L’odeur de la forêt – Hélène Gestern

Il y a des livres dont on parle peu et qui sont pourtant magnifiques. L’odeur de la forêt en fait partie. Pourquoi cette faible audience ? La date de sortie ? Comme toutes les rentrées littéraires, celle de septembre dernier a été si abondante qu’il y a de quoi passer inaperçu. Le nombre de pages ? 650, ça effraie certains lecteurs, il faut le reconnaître. La couverture ? C’est vrai qu’elle n’est pas très attrayante. La faible renommée de l’auteure ? Eux sur la photo a pourtant rencontré le succès. Le prix ? Sans ma libraire qui a su trouver les mots pour me convaincre, je ne l’aurais sans doute pas acheté. 27€, ça fait beaucoup pour un roman je trouve. On pourrait sans doute ajouter à toutes ces raisons le travail de l’éditeur, des libraires, de la presse, etc. Quoi qu’il en soit, j’espère vous convaincre de le lire. Et pour cela, il va falloir que je vous parle de cette histoire tellement belle, tellement foisonnante que je ne sais pas trop par où commencer.

Avant de mourir, Alix de Chalendar confie à Elisabeth Bathori, historienne de la photographie, l’album de son oncle, poilu de la Première Guerre mondiale. A l’intérieur, des cartes postales de propagande et des photographies prises dans les tranchées. Pendant deux ans et demi, Alban de Willecot a écrit à sa sœur et au célèbre poète Anatole Massis, cherchant à déjouer la censure pour décrire l’horreur quotidienne que le gouvernement cache par tous les moyens à ceux qui sont éloignés du front.

Elisabeth rêve de retrouver les lettres adressées par Massis à Willecott -elle n’est pas la seule d’ailleurs- mais mettre la main dessus s’avère compliqué. Elle découvre par contre un journal, celui d’une jeune femme dont Alban était proche. Celui-ci est crypté. Le décoder est un vrai casse-tête.
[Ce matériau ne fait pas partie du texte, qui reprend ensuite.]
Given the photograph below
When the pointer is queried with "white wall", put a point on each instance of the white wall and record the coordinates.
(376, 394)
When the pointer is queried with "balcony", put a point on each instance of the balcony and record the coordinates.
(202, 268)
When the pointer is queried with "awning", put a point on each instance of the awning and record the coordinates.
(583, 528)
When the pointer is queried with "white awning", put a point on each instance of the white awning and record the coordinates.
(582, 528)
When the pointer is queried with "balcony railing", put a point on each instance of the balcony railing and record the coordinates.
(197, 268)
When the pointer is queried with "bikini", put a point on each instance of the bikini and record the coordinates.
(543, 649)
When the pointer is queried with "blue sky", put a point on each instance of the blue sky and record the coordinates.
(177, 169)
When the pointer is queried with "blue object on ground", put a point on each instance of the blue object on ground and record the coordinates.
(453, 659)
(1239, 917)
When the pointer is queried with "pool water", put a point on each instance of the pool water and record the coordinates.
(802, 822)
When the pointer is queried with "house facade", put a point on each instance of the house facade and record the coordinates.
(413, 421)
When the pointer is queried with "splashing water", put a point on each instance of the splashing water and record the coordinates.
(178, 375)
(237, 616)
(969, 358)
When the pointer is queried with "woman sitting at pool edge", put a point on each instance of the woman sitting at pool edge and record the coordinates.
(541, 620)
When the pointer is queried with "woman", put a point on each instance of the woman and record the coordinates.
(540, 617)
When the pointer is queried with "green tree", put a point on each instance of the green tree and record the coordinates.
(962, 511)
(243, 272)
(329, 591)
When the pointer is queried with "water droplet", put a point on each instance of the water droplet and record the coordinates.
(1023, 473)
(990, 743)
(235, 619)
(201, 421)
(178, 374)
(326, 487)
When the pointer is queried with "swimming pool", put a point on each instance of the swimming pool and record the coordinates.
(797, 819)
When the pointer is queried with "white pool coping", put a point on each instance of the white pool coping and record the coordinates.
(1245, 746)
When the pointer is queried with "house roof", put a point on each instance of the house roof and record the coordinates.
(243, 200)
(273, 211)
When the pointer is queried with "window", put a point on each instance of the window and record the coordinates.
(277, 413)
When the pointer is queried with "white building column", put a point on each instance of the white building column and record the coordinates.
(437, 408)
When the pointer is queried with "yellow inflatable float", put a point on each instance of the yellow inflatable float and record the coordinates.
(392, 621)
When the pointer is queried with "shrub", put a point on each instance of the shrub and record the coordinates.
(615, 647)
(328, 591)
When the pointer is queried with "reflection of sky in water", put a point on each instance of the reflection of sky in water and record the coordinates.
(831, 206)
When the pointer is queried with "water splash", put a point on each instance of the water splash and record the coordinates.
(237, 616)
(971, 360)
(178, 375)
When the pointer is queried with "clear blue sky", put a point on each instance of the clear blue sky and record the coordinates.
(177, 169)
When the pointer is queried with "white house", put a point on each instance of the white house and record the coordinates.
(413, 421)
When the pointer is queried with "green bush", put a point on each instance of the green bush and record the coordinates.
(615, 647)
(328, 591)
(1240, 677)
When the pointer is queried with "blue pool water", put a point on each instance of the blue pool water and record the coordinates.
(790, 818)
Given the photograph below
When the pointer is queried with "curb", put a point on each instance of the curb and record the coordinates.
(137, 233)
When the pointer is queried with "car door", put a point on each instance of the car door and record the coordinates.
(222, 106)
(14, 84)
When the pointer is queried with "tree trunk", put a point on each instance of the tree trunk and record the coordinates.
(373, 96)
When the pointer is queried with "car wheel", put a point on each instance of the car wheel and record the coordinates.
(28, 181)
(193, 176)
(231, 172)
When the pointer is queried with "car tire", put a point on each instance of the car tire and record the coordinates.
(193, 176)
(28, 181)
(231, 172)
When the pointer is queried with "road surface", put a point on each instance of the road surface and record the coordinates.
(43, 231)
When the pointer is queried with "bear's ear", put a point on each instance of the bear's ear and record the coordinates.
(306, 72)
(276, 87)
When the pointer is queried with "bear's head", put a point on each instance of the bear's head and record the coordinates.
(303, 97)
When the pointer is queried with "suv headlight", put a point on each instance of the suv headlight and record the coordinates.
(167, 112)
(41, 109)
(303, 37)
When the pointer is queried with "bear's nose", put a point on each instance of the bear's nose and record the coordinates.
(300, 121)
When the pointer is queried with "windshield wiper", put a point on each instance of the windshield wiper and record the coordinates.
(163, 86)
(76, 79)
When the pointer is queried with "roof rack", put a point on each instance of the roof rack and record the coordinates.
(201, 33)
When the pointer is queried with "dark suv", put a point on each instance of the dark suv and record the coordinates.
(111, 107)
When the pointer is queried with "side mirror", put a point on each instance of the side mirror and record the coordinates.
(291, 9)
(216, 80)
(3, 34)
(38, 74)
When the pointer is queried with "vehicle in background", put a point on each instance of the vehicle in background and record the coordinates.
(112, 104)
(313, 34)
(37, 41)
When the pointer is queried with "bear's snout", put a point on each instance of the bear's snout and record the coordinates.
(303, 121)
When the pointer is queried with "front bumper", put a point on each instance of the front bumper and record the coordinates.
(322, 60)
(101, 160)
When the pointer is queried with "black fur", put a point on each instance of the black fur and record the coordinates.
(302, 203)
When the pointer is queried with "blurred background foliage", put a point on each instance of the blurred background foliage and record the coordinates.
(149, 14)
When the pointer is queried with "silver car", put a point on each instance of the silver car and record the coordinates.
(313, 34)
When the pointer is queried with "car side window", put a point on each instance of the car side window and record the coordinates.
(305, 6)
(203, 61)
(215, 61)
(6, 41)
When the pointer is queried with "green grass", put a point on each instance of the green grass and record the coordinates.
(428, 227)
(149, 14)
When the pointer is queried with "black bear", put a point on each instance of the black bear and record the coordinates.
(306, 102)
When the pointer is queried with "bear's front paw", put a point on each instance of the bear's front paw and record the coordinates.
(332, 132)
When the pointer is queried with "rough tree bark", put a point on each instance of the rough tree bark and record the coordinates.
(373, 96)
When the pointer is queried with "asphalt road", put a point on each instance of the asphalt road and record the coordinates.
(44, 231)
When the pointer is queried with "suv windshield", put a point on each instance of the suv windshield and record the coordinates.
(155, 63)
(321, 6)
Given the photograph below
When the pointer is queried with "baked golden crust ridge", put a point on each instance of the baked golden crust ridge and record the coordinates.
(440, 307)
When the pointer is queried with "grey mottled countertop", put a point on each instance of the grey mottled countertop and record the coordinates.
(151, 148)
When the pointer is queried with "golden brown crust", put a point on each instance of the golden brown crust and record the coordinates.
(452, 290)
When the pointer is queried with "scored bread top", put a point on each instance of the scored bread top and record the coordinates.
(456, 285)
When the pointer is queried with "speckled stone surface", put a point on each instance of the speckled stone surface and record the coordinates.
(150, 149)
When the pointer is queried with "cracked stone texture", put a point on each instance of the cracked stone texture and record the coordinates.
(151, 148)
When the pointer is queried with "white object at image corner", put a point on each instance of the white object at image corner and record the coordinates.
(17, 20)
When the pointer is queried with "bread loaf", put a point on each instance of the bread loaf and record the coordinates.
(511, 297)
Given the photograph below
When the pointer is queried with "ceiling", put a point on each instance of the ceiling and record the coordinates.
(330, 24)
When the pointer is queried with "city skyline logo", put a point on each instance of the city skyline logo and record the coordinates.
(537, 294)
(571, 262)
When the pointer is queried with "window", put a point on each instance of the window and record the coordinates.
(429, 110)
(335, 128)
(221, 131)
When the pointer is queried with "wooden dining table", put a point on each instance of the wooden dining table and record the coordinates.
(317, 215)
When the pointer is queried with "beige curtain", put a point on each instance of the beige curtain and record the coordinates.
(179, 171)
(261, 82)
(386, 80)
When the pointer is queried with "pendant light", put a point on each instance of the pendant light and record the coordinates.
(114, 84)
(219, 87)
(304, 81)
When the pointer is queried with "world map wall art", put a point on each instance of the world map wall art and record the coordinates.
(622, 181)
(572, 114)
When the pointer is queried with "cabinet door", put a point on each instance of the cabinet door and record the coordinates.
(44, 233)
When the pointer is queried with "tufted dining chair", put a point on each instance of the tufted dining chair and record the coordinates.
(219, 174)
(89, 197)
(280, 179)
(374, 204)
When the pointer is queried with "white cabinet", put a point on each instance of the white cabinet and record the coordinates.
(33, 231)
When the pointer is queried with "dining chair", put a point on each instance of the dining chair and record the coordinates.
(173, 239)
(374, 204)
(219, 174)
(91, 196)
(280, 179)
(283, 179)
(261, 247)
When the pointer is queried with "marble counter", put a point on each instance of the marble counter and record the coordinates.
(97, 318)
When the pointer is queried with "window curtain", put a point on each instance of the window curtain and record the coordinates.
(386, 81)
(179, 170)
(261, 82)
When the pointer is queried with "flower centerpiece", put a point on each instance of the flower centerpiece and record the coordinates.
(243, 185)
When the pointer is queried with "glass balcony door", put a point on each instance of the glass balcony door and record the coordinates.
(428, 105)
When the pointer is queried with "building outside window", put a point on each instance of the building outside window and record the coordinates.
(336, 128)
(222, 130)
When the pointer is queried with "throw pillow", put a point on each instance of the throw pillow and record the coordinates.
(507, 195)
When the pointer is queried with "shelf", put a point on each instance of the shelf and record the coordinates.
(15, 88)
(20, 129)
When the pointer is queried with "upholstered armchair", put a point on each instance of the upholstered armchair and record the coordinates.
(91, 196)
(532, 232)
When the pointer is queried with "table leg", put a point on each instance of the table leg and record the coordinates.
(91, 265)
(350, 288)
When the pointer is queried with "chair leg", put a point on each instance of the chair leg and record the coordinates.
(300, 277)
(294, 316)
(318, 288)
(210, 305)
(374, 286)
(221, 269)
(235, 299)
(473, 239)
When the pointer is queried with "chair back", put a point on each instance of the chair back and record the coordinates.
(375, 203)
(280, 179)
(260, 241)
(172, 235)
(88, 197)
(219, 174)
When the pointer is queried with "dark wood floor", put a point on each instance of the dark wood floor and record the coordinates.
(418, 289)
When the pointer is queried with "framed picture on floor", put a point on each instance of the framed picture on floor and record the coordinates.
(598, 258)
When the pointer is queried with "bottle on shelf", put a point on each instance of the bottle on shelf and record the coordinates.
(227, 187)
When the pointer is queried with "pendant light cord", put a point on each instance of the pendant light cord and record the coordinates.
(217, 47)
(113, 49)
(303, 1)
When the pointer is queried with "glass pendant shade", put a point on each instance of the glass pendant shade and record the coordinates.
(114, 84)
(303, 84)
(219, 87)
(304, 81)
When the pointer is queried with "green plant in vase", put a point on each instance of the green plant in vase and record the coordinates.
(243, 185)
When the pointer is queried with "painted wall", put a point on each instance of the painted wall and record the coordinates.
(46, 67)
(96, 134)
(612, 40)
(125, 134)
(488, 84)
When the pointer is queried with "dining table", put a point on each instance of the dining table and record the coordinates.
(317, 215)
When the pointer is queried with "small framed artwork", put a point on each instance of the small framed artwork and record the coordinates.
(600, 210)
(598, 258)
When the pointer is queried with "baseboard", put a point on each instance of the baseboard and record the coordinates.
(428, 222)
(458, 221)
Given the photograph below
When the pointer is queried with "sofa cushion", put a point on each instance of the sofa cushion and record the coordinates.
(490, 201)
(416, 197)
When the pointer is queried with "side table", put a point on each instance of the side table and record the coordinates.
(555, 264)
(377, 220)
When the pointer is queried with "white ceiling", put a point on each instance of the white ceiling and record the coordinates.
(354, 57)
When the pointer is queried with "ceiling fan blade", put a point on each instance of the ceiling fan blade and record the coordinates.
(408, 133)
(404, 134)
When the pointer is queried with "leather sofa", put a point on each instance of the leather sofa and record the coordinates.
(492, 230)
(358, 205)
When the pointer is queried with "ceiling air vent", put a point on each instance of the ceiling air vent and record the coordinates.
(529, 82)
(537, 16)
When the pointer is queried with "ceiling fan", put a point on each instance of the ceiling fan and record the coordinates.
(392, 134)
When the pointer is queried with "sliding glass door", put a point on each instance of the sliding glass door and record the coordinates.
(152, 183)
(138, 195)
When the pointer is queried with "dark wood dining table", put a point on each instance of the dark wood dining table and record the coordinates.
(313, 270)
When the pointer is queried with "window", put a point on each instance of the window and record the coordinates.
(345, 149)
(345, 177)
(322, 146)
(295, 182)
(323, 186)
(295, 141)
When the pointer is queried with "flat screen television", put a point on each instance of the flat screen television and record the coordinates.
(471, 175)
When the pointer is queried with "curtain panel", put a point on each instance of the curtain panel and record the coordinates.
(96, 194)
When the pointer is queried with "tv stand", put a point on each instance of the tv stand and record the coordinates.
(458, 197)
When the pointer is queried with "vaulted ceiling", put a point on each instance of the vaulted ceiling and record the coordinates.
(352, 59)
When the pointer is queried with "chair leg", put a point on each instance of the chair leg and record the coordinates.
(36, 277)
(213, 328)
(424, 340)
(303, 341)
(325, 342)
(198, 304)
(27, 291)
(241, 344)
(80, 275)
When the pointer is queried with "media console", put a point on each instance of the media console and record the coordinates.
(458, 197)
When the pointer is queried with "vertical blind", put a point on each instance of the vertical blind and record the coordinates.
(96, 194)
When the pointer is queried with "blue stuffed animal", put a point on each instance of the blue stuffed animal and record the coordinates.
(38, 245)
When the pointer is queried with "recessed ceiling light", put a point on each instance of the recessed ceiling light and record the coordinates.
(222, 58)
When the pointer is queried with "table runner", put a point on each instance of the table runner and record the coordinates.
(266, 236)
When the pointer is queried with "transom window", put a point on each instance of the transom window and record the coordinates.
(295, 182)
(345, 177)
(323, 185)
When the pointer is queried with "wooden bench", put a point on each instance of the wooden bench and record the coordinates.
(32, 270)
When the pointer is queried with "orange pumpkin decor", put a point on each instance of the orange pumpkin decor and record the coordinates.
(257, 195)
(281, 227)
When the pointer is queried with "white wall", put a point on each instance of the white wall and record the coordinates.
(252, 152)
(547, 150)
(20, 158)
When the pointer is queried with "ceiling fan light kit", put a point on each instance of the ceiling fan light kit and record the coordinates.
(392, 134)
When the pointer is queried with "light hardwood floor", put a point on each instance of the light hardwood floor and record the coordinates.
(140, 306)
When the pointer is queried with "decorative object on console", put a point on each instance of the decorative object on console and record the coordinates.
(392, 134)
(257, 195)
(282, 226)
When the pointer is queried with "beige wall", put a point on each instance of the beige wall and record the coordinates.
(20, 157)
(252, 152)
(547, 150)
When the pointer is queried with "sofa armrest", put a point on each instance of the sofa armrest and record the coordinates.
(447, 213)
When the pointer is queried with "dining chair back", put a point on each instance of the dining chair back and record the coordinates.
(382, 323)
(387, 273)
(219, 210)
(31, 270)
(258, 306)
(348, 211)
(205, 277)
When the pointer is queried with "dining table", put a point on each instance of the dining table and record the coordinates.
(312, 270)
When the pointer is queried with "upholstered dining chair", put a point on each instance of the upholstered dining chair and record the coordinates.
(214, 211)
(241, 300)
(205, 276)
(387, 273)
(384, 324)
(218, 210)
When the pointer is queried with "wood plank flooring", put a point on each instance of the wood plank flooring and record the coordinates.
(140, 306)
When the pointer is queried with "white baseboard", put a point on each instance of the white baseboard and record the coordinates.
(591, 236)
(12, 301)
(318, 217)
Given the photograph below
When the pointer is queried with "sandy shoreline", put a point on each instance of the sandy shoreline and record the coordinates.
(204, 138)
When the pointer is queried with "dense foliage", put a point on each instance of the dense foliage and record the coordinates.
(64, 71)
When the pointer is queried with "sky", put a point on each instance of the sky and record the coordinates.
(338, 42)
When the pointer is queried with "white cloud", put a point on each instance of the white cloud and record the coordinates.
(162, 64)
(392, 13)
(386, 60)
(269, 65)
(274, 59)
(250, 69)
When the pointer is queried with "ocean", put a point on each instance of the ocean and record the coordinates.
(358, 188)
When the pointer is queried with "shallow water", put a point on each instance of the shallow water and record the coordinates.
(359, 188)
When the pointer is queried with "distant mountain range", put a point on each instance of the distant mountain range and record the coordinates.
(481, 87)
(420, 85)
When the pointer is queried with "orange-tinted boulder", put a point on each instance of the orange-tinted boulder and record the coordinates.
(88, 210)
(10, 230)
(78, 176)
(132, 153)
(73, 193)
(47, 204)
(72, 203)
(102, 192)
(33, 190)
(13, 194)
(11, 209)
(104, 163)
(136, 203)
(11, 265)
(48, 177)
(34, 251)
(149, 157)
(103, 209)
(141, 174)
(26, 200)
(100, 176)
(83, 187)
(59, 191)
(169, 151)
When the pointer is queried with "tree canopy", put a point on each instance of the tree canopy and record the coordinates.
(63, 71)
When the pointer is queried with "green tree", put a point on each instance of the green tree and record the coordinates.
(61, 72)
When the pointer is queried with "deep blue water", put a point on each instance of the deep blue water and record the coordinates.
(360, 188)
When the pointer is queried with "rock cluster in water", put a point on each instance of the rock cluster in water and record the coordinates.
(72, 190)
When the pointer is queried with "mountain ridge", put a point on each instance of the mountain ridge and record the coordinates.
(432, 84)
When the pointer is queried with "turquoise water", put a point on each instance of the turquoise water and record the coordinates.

Menant un véritable travail d’archiviste et d’enquêtrice, Elisabeth s’attache à Alban de Willecot et tente de remonter le fil du passé pour découvrir sa véritable histoire. Cela va l’emmener bien plus loin que prévu, pendant la Seconde Guerre mondiale notamment mais aussi vers des secrets bien enfouis. Les personnages qui gravitent autour d’Alabn sont nombreux et les liens qui les unissent sont parfois difficile à retenir mais leur destin est passionnant.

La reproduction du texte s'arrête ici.